De aquella experiencia heredó un par de lecciones: que la personalidad proviene de las geometrías de lo diferente y un rechazo frontal hacia la correcta belleza de los quirófanos, la higiénica uniformidad que los cirujanos inyectan hoy en día en los pómulos de las chicas. Su infancia pasó en una época rica en olores y sensaciones que ahora nos parecerían perjudiciales para la salud; en un tiempo en que los adolescentes arrastraban en la frente las huellas genéticas de los antepasados y cada mujer guardaba como un secreto el delicado encanto de sus diferencias. Su aparente pesimismo provenía de una mirada realista de la vida, de esa forma cinematográfica de contemplar la existencia con las penumbras y oscuridades de un salón de jazz. Y quizá, también, de la imposibilidad humana de alcanzar algún día la felicidad.

Cuando Hollywood levantó sus estudios en L.A. , Humphrey Bogart perdió a un gran guionista. Las columnas de Alvite siempre han poseído la descarnada autenticidad del género policiaco, el mágico resplandor que envuelven a las películas en blanco y negro. Sus textos están impregnados con la luz bicolor de los filmes de los cincuenta y al leerlos da la impresión de que los estuviera masticando delante de ti el mismo Edward G. Robinson. «A veces la libertad consiste en pintar de azul el patio de la cárcel». Uno lo descubrió cuando sólo era un becario sin profesión en las páginas de «Diario 16». En aquellos artículos, Alvite descubría a sus lectores que el fracaso muchas veces consistía en triunfar y que todos los sueños pierden su encanto cuando empiezas a acariciarlos con la yema de los dedos. El maestro, incluso se atrevió, en una serie de «entrevistas imaginarias», a sentarse delante de Adolf Hitler para demostrarnos a todos lo mismo que pensaba Bertolt Brecht: que ese tío sólo era un matón de tercera.

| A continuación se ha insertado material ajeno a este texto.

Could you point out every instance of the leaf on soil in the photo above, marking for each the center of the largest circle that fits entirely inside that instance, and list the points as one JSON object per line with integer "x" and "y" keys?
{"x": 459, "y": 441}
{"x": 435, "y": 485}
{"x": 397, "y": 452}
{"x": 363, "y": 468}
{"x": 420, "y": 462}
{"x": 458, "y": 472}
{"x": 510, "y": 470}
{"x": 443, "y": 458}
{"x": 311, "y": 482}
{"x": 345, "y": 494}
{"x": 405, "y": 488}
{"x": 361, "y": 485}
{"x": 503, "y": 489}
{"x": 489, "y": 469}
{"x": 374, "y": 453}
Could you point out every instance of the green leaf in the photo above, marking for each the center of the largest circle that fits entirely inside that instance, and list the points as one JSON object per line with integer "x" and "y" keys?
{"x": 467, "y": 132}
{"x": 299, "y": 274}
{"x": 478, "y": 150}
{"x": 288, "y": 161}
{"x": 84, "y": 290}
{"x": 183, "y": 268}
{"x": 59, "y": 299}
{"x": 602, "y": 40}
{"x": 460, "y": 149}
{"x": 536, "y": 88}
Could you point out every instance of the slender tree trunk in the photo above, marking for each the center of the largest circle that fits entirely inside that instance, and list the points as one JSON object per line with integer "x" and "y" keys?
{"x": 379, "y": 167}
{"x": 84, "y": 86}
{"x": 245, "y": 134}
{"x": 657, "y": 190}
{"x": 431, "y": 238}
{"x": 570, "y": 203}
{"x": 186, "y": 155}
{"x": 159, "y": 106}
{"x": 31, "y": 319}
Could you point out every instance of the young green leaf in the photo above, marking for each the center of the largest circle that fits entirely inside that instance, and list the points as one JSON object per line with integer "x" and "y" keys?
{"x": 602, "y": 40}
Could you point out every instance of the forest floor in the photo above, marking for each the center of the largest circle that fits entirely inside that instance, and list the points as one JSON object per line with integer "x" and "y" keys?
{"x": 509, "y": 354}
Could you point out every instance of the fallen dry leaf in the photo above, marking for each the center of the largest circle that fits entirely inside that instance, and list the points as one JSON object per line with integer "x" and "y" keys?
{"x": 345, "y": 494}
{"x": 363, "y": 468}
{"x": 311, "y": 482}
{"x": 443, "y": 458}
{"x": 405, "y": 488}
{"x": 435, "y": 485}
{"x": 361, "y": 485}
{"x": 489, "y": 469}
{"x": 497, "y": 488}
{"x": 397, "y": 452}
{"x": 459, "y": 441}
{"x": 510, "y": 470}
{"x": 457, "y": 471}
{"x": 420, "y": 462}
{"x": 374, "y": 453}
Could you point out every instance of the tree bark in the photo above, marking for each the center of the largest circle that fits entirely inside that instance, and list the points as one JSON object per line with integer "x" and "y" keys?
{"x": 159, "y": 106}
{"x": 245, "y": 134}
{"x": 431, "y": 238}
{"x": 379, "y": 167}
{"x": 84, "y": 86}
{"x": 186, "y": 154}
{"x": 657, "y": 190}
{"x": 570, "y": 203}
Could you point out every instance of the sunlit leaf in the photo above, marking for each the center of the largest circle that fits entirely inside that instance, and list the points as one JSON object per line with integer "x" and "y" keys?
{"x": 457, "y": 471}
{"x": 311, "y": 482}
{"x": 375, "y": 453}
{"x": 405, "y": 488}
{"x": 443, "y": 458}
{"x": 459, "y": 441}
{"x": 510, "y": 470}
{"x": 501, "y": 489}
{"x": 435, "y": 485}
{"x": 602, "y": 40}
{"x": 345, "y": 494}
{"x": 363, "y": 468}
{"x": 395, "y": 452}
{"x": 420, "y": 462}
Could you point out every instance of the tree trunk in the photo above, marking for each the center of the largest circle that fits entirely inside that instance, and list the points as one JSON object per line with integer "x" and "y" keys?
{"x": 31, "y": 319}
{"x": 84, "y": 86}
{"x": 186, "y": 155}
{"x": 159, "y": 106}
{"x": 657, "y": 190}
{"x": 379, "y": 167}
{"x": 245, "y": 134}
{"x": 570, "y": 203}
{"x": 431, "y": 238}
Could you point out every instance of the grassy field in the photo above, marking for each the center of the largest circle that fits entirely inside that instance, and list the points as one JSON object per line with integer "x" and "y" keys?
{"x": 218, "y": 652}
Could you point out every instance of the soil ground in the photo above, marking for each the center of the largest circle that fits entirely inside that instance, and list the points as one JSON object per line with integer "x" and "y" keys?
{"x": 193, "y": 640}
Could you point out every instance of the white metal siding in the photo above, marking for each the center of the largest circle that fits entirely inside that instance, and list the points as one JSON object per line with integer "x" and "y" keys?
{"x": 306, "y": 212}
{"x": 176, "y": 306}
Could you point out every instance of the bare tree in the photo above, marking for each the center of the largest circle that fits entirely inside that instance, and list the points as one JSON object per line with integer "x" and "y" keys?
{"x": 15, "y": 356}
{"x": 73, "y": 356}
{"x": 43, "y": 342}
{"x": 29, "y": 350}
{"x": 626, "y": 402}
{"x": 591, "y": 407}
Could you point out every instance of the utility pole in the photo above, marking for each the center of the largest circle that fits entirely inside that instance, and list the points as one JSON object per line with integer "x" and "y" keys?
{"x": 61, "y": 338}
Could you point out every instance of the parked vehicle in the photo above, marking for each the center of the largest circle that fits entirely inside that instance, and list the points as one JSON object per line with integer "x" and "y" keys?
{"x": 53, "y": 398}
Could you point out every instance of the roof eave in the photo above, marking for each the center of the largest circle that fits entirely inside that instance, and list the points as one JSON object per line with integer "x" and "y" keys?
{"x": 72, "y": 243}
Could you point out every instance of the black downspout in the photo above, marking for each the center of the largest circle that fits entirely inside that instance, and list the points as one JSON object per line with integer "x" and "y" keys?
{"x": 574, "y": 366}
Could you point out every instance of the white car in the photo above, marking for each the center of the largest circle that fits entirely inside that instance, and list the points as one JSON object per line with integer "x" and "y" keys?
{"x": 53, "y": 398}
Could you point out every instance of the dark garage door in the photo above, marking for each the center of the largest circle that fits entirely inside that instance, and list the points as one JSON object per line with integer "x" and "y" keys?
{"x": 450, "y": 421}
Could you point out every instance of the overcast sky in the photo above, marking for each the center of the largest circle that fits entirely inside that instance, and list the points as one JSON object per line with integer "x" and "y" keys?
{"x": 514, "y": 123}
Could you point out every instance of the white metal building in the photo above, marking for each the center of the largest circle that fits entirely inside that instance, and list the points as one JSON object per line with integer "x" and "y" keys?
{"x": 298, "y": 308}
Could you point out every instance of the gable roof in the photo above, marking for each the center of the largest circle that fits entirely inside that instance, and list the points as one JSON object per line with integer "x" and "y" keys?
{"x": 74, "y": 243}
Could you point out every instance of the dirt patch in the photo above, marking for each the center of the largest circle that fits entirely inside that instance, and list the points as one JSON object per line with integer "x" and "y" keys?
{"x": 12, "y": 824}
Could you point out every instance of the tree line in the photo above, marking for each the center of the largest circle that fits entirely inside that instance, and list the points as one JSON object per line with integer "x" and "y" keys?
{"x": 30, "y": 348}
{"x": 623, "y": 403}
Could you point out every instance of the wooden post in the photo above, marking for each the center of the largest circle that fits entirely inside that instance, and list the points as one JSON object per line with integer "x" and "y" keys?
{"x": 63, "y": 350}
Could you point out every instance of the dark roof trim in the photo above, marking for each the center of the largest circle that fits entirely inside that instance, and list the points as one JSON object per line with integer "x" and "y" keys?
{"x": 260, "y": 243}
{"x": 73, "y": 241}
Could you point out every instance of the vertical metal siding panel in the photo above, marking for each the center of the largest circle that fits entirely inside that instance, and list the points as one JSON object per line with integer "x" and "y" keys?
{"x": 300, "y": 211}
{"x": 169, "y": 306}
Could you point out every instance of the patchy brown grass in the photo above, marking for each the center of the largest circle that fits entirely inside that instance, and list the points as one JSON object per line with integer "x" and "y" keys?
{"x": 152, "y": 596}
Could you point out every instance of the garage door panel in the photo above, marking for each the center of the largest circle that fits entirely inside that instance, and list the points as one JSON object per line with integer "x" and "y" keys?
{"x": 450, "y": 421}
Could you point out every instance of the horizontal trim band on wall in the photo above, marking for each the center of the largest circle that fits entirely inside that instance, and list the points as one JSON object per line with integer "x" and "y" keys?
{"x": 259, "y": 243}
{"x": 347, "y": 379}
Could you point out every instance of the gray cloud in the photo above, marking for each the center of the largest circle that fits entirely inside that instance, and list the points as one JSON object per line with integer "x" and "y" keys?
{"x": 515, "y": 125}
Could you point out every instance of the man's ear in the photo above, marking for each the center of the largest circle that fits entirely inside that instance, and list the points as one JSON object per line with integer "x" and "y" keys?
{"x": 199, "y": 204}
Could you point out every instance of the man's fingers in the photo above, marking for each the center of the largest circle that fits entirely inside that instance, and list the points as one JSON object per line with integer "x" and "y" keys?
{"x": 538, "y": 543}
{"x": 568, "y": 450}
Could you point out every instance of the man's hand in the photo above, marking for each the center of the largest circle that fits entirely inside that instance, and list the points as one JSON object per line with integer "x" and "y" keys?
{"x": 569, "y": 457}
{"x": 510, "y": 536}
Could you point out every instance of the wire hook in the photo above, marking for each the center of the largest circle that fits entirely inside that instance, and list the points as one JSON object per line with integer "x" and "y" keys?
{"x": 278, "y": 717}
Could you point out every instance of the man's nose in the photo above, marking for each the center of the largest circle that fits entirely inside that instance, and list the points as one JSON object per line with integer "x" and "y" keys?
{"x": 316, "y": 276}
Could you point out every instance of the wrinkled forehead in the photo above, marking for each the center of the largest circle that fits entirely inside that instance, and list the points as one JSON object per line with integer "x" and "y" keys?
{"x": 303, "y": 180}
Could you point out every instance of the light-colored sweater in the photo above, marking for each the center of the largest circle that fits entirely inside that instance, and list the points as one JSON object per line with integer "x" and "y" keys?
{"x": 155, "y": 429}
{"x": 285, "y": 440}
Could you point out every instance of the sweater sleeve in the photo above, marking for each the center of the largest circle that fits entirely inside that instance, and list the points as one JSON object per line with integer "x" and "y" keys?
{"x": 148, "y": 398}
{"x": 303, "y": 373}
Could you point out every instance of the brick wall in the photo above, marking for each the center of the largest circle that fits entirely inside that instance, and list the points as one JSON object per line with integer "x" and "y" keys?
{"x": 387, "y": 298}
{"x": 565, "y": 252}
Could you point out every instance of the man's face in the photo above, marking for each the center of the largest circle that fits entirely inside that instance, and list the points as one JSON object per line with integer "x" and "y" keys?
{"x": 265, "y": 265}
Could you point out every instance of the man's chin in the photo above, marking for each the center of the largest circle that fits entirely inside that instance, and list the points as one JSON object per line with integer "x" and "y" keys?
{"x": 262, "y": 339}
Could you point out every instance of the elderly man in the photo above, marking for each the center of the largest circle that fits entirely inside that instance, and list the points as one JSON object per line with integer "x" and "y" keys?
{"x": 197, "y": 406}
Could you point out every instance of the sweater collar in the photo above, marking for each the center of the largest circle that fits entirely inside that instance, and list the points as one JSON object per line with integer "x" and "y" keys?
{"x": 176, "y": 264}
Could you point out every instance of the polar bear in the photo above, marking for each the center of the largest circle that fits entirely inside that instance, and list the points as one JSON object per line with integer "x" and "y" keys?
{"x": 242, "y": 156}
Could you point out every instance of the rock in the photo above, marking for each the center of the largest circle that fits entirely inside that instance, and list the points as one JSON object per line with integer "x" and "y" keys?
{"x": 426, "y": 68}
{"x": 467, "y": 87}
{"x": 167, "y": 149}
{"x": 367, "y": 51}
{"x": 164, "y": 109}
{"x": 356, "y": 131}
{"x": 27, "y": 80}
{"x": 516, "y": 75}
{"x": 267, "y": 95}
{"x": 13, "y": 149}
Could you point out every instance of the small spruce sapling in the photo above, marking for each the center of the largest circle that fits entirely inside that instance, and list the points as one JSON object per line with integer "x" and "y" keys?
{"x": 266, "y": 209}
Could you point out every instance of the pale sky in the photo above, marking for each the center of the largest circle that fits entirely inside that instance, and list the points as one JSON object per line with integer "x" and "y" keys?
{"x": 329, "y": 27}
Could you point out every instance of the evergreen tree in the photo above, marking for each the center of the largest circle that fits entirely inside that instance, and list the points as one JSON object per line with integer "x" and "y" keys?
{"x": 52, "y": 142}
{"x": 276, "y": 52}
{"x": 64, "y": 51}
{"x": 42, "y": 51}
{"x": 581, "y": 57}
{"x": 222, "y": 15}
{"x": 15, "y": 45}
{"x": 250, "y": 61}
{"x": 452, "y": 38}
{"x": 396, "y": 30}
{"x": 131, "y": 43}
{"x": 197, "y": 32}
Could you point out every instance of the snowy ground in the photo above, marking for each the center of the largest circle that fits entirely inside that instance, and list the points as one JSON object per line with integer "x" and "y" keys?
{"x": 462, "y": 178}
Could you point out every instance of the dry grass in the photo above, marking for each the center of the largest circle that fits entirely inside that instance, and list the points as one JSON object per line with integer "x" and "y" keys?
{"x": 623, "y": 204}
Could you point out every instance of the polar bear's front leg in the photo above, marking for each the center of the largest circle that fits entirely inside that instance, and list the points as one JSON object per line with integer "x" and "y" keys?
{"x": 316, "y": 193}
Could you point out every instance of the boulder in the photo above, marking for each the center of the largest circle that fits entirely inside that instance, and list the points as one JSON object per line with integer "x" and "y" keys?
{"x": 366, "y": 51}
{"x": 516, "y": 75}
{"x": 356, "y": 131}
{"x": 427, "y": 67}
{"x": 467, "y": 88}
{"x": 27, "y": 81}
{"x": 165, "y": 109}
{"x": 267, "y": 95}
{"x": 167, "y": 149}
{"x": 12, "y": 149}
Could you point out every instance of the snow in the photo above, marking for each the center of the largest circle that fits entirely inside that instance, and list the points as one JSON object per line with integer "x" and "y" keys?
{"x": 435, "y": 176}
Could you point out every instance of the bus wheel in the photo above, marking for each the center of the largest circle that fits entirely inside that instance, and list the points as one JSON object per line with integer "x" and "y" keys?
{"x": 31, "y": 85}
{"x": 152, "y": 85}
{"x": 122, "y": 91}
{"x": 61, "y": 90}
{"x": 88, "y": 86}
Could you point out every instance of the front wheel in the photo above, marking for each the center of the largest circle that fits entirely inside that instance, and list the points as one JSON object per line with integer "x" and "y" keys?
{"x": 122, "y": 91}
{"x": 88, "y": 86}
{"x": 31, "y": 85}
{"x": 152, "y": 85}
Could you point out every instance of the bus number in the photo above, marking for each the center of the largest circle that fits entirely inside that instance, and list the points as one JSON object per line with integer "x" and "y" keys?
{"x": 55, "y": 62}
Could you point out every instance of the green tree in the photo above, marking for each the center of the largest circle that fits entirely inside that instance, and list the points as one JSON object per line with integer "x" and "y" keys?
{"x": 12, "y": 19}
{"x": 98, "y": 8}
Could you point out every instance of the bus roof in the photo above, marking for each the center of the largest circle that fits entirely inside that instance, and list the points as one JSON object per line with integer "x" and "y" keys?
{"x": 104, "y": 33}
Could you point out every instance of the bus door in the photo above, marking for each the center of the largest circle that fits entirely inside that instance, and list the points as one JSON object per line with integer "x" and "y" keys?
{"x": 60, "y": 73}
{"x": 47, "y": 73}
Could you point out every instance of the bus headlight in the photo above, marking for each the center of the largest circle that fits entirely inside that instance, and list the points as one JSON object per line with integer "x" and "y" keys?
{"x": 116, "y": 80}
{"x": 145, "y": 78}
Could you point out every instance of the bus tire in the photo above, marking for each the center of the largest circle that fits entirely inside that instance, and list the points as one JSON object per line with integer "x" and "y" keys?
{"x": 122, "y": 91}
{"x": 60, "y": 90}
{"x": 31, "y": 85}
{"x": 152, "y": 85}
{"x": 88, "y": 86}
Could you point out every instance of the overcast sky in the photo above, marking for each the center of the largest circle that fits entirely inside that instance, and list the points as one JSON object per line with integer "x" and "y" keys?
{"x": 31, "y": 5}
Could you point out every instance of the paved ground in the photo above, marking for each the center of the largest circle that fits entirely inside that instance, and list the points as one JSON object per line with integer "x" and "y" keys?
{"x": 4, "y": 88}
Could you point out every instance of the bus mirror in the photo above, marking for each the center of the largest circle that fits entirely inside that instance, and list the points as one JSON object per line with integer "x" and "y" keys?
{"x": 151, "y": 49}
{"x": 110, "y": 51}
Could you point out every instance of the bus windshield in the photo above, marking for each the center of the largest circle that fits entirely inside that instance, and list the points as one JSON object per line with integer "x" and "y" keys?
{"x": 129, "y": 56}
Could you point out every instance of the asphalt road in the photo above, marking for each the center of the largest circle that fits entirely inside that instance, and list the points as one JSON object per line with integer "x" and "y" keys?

Nunca coincidimos en persona, pero sí hablamos por teléfono, y siempre quedábamos en tomar unas copas que nunca han llegado. A estas alturas, ya no se cree demasiado en nada, y mucho menos en un Dios rodeado por una corte de querubines asexuados. Probablemente la tumba no es más que otro callejón sin salida. Pero si existe un lugar más allá de esto espero que no sea azul y que se parezca más a El Savoy, un sitio donde el barman no se vea obligado a cerrar por orden municipal y las pistolas no sean más peligrosas que la sonrisa de una mujer. Un rincón donde reencontrarnos con Ernie Loquasto, Chester Newman, Lorraine Webster y Sony «Sweet» Sullivan, aquel púgil noqueado al que tuvieron que hacer una cesárea en los ojos después de un combate para que pudiera llorar su derrota. Una barra donde, al fin, se puedan levantar las copas para brindar por algo.